Fear of Longhand

I’ve been writing on a laptop for the past four years, mostly as a technical writer. I’ve written about HTML, CSS, and Drupal with smatterings of PHP and git source control. It’s important for those who are new to programming or web development. It’s boring for those who just open up their internet windows to look at videos, read buzzfeed articles, and to stare at their neighbors on facebook.

When I wrote in college and in high school, every first draft was written longhand. I’ve been trying to find the best way to break up with typing. But it is a relationship I don’t want to leave.

I’ve even purchased a 1960’s italian typewriter in a nice shade of turquoise to correct my typing. To make me more efficient. There is something redeeming about not being able to use the backspace.

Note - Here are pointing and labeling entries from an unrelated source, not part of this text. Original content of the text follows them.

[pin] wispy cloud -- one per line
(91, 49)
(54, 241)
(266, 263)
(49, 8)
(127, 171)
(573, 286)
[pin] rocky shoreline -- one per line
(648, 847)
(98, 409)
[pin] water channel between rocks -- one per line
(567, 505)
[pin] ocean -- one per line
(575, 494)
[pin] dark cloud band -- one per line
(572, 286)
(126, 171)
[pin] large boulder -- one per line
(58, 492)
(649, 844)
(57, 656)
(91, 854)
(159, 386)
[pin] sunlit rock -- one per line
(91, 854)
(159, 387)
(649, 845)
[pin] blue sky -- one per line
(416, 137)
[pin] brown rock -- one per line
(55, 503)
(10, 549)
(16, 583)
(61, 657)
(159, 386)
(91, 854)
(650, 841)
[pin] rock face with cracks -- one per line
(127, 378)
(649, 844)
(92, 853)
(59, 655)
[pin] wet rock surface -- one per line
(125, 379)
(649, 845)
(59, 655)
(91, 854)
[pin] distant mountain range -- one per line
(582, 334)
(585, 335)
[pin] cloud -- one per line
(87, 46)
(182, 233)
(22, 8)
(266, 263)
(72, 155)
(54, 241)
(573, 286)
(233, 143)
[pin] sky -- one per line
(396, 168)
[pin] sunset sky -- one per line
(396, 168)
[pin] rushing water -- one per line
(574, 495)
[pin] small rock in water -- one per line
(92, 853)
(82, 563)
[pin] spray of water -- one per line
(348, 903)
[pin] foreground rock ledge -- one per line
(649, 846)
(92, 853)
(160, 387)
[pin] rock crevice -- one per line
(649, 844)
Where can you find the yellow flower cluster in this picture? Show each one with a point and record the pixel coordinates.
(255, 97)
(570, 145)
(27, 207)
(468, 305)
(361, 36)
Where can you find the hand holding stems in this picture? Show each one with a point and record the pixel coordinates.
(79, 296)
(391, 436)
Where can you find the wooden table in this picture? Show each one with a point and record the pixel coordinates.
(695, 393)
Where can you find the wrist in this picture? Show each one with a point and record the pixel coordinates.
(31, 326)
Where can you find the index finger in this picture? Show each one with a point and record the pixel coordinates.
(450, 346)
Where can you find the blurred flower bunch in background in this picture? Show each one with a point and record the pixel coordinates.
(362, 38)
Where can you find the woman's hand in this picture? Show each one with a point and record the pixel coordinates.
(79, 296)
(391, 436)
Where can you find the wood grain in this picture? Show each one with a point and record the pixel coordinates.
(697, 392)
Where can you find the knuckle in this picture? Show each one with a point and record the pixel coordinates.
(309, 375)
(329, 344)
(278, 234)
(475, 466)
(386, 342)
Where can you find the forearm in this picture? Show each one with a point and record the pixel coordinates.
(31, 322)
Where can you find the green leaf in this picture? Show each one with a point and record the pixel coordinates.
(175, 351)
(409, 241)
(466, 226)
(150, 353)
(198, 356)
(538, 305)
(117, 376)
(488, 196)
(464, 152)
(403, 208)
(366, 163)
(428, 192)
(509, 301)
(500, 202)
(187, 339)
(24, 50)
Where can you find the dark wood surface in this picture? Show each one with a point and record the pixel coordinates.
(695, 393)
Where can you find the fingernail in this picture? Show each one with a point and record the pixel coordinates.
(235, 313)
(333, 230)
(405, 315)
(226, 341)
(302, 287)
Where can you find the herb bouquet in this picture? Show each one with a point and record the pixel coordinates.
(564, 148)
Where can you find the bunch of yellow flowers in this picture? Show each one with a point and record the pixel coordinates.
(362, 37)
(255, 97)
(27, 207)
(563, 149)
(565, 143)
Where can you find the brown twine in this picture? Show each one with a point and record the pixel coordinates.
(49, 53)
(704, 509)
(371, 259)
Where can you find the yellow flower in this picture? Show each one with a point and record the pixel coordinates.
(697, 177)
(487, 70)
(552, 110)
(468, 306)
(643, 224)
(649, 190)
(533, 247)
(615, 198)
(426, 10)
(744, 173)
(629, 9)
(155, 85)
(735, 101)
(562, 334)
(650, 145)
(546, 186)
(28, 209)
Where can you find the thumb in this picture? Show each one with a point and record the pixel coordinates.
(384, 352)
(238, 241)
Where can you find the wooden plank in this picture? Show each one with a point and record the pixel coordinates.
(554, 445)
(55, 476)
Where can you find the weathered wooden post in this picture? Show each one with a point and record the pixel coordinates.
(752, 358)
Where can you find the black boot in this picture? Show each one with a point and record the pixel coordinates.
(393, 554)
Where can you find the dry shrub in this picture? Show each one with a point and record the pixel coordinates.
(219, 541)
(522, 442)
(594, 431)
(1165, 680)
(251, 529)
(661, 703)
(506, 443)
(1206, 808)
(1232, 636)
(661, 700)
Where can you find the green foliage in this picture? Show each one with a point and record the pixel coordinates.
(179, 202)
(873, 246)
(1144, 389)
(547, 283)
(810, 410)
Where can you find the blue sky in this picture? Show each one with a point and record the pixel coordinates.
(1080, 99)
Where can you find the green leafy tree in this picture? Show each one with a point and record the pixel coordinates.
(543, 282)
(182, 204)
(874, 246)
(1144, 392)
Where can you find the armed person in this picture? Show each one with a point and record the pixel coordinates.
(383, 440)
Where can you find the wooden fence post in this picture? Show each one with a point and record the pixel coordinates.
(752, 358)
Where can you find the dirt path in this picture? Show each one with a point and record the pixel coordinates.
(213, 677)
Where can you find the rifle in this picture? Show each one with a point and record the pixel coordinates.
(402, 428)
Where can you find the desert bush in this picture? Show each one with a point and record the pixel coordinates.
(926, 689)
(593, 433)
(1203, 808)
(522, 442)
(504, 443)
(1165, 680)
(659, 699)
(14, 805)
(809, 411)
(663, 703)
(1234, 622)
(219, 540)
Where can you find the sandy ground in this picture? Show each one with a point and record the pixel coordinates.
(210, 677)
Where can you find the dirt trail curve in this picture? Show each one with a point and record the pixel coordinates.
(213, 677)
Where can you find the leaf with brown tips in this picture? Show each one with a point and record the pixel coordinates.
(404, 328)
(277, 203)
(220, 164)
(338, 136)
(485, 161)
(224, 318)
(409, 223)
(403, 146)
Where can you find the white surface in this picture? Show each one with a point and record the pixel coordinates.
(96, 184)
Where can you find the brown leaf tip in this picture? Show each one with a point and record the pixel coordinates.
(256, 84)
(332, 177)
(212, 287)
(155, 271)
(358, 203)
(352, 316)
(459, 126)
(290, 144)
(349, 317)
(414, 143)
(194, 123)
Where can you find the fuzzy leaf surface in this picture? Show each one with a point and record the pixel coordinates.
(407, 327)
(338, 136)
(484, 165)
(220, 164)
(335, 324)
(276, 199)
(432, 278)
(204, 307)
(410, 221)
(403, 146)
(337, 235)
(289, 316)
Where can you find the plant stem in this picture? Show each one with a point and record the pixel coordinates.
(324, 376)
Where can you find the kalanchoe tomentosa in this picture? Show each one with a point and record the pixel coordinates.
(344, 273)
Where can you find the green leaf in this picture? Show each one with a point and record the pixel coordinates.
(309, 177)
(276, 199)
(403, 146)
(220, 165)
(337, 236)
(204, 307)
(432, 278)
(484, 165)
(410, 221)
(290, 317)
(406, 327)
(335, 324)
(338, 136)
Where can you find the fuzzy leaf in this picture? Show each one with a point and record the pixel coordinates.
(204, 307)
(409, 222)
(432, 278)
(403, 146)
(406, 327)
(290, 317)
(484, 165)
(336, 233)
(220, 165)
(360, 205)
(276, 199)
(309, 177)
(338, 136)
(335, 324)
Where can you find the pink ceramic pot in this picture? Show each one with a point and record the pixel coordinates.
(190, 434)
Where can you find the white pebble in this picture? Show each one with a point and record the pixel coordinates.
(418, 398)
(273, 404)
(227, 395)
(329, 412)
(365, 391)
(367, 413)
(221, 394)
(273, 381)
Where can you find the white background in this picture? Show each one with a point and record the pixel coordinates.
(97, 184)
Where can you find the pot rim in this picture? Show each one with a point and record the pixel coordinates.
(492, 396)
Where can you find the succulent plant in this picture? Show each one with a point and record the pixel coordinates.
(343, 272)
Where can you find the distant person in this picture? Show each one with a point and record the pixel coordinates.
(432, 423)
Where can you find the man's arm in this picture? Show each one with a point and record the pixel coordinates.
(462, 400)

It is beautiful knowing that their is only one copy of your words. And it is neat, misspelled but neatly presented. Expertly printed, in one edition. The first and possibly only edition. To be tucked away, as an old teach of mine might say, in the circular file. This way only the paper, the typewriter, the creator, and god knew of its existence. It’s dark and beautiful. However, my typewriter has keys that get stuck, I get frustrated with the noise, and I would not take it anywhere, and I am constantly forgetting that it is not a true qwerty and that it is difficult to use things like apostrophes. But the most interesting and fascinating thing is that it makes me slow down.

My dad’s mother worked as a secretary before she was married and she used to type 100 words per minute on a large black typewriter, in longhand, and without mistakes. I type on a good day with a good stream of consciousness about 70-80 wpm and I make mistakes, all the time. The backspace lets me clear them up. Hemingway mode on draft does not. But then I weasel back in and repair them.

I’d like to use the longhand that I used to use to write poems. We used to experiment with different colors for different genres; we used to create poems on large pieces of presentation paper. This used to help to get over the mental block.

For now I’ll keep experimenting with different types of typewriters and take a break from longhand, it becomes difficult for me to write anymore with a pen and with paper. I want to but the pure act reminds me of my college days, sitting at a bar with a journal and scribing down the dialog around me. It wasn’t healthy and it never produced anything I could actually read. This is the forceful me telling me to create to move forward to do something countable, to be accountable to myself. And to stop procrastinating and to avoid the longhand for fear of falling back into old habits of never being able to read what I actually wrote.